Jacobs A, Barnard K, Fishel R, Gradon J D
Johns Hopkins University School of Medicine, Baltimore MD, USA.
Medicine (Baltimore). 2001 Mar;80(2):88-101. doi: 10.1097/00005792-200103000-00002.
Clostridium difficile is most commonly associated with colonic infection. It may, however, also cause disease in a variety of other organ systems. Small bowel involvement is often associated with previous surgical procedures on the small intestine and is associated with a significant mortality rate (4 of 7 patients). When associated with bacteremia, the infection is, as expected, frequently polymicrobial in association with usual colonic flora. The mortality rate among patients with C. difficile bacteremia is 2 of 10 reported patients. Visceral abscess formation involves mainly the spleen, with 1 reported case of pancreatic abscess formation. Frequently these abscesses are only recognized weeks to months after the onset of diarrhea or other colonic symptoms. C. difficile-related reactive arthritis is frequently polyarticular in nature and is not related to the patient's underlying HLA-B27 status. Fever is not universally present. The most commonly involved joints are the knee and wrist (involved in 18 of 36 cases). Reactive arthritis begins an average of 11.3 days after the onset of diarrhea and is a prolonged illness, taking an average of 68 days to resolve. Other entities, such as cellulitis, necrotizing fasciitis, osteomyelitis, and prosthetic device infections, can also occur.

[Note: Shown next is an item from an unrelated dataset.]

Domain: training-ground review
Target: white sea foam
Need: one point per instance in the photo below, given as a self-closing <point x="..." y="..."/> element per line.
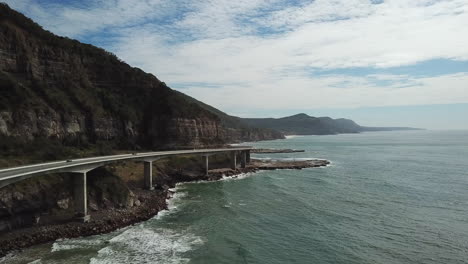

Localized skin and bone infections frequently follow traumatic injury, implying the implantation of either environmental or the patient's own C. difficile spores with the subsequent development of clinical infection. It is noteworthy that except for cases involving the small intestine and reactive arthritis, most of the cases of extracolonic C. difficile disease do not appear to be strongly related to previous antibiotic exposure. The reason for this is unclear. We hope that clinicians will become more aware of these extracolonic manifestations of infection, so that they may be recognized and treated promptly and appropriately. Such early diagnosis may also serve to prevent extensive and perhaps unnecessary patient evaluations, thus improving resource utilization and shortening length of hospital stay.
艰难梭菌最常与结肠感染相关。然而,它也可能在多种其他器官系统中引发疾病。小肠受累通常与先前的小肠手术有关,且死亡率较高(7例患者中有4例死亡)。当与菌血症相关时,如预期的那样,感染通常是多微生物的,与常见的结肠菌群有关。艰难梭菌菌血症患者的死亡率为报告的10例患者中有2例死亡。内脏脓肿形成主要累及脾脏,有1例报告为胰腺脓肿形成。这些脓肿通常在腹泻或其他结肠症状出现数周数月后才被发现。艰难梭菌相关的反应性关节炎通常累及多个关节,与患者潜在的HLA - B27状态无关。并非普遍存在发热症状。最常受累的关节是膝关节和腕关节(36例中有18例)。反应性关节炎平均在腹泻发作后11.3天开始,病程较长,平均需要68天才能缓解。其他病症,如蜂窝织炎、坏死性筋膜炎、骨髓炎和假体装置感染也可能发生。局部皮肤和骨感染常继发于创伤性损伤,这意味着环境或患者自身的艰难梭菌孢子植入后继而发展为临床感染。值得注意的是,除了涉及小肠和反应性关节炎的病例外,大多数结肠外艰难梭菌病病例似乎与先前的抗生素暴露没有密切关系。其原因尚不清楚。我们希望临床医生能更加了解这些感染的结肠外表现,以便能够及时、适当地识别和治疗。这种早期诊断也有助于避免进行广泛且可能不必要的患者评估,从而提高资源利用效率并缩短住院时间。